Comments above suggested you to manually rescale yfit, before passing it to chisq.test. Well actually you can let chisq.test() do this for you:
chisq.test(x = freq.os, p = yfit, rescale.p = TRUE)
Regarding your Edit
chisq.test(freq.os, yfit)
is incorrect, as it is doing independence test.
chisq.test() can perform two statistical test:
- goodness of fit test, using argument
x and p;
- independence test, using argument
x and y.
Please read ?chisq.test carefully. For goodness of fit test, you must use p argument in the function, as you initially did. My answer above, using rescale.p = TRUE will help you get around the error you saw.
How to do Pearson Chi-square test
You said you don't know how the test is done, then read this part.
You should use set.seed(), so that when others run your code, they get the same random numbers as you got. Here is a reproducible example:
N <- 200 ## number of samples
set.seed(0) ## fix random seed for reproducibility
x <- rpois(N,50) ## generate sample
lambda <- mean(x) ## estimate mean
Now we aim to use Pearson Chi-square test to test goodness of fit. We have
Null Hypothesis: x ~ Poisson(lambda)
O <- table(x) ## contingency table / observed frequency
n <- length(O) ## number of categories
# 31
x0 <- as.integer(names(O)) ## unique sample values
p <- dpois(x0, lambda); p <- p / sum(p) ## theoretical probability under Null Hypothesis
Let's first perform Chi-square test ourselves.

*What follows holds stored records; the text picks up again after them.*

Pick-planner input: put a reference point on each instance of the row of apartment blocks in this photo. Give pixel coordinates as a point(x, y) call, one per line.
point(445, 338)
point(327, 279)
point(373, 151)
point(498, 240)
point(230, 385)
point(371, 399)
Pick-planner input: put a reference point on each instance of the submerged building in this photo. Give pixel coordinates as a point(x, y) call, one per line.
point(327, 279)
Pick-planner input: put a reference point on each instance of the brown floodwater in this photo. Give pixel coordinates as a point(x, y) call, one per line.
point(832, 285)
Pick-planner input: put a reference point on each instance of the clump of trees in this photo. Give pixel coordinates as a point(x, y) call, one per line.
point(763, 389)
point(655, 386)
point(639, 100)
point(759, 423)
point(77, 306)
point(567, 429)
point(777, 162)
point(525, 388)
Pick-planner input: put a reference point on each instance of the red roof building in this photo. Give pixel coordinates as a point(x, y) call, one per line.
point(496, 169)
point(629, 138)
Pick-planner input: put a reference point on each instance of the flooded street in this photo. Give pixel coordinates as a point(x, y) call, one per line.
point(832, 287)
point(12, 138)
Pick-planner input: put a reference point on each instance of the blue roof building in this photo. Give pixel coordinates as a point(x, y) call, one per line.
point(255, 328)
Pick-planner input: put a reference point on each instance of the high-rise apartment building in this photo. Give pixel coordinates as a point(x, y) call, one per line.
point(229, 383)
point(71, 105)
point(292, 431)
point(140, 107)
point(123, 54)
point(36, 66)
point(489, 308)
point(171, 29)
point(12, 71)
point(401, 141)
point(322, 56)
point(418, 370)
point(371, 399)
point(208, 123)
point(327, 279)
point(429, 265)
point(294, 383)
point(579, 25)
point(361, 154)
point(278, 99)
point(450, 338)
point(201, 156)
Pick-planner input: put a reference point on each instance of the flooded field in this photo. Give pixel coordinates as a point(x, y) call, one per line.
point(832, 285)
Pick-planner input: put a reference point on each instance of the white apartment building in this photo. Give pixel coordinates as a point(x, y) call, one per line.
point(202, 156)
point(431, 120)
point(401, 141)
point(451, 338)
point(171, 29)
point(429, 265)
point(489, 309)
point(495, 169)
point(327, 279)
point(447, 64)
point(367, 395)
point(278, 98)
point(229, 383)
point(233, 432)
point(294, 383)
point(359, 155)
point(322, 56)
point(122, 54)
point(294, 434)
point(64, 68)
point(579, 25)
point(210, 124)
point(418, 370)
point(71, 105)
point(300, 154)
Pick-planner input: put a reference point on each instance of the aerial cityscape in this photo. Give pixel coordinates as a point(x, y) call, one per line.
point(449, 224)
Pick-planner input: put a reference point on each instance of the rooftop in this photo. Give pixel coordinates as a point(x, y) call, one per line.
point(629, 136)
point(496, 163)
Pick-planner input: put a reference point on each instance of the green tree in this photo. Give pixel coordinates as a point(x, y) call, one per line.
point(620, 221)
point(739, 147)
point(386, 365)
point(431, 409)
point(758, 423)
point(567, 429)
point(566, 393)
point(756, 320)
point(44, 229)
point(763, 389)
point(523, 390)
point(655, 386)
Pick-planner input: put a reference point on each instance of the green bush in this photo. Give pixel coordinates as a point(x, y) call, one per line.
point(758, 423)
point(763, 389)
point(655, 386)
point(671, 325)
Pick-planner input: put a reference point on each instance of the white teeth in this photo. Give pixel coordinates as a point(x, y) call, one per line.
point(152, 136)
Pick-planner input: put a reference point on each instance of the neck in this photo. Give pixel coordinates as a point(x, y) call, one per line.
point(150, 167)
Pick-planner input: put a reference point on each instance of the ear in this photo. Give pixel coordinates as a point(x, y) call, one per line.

E <- p * N ## expected frequency under Null Hypothesis
R <- (O - E) / sqrt(E) ## standardised residuals
X <- sum(R * R) ## Chi-square statistic
# 36.13962
dof <- n - 1 ## degree of freedom
# 30
p.value <- 1 - pchisq(X, df = dof) ## p-value
# 0.2035416
The p-value is larger than 0.05, hence we can not reject Null Hypothesis. Summary plot:
z <- curve(dchisq(x, df = dof), from = 0, to = 100)
abline(v = X, lty = 3)
polygon(c(X, X, z$x[z$x > X]), c(0, dchisq(X, df = dof), z$y[z$x > X]), col = 2)

Then we use chisq.test()
chisq.test(O, p = p)
#Chi-squared test for given probabilities
#data: O
#X-squared = 36.14, df = 30, p-value = 0.2035
You can see, the result is the same.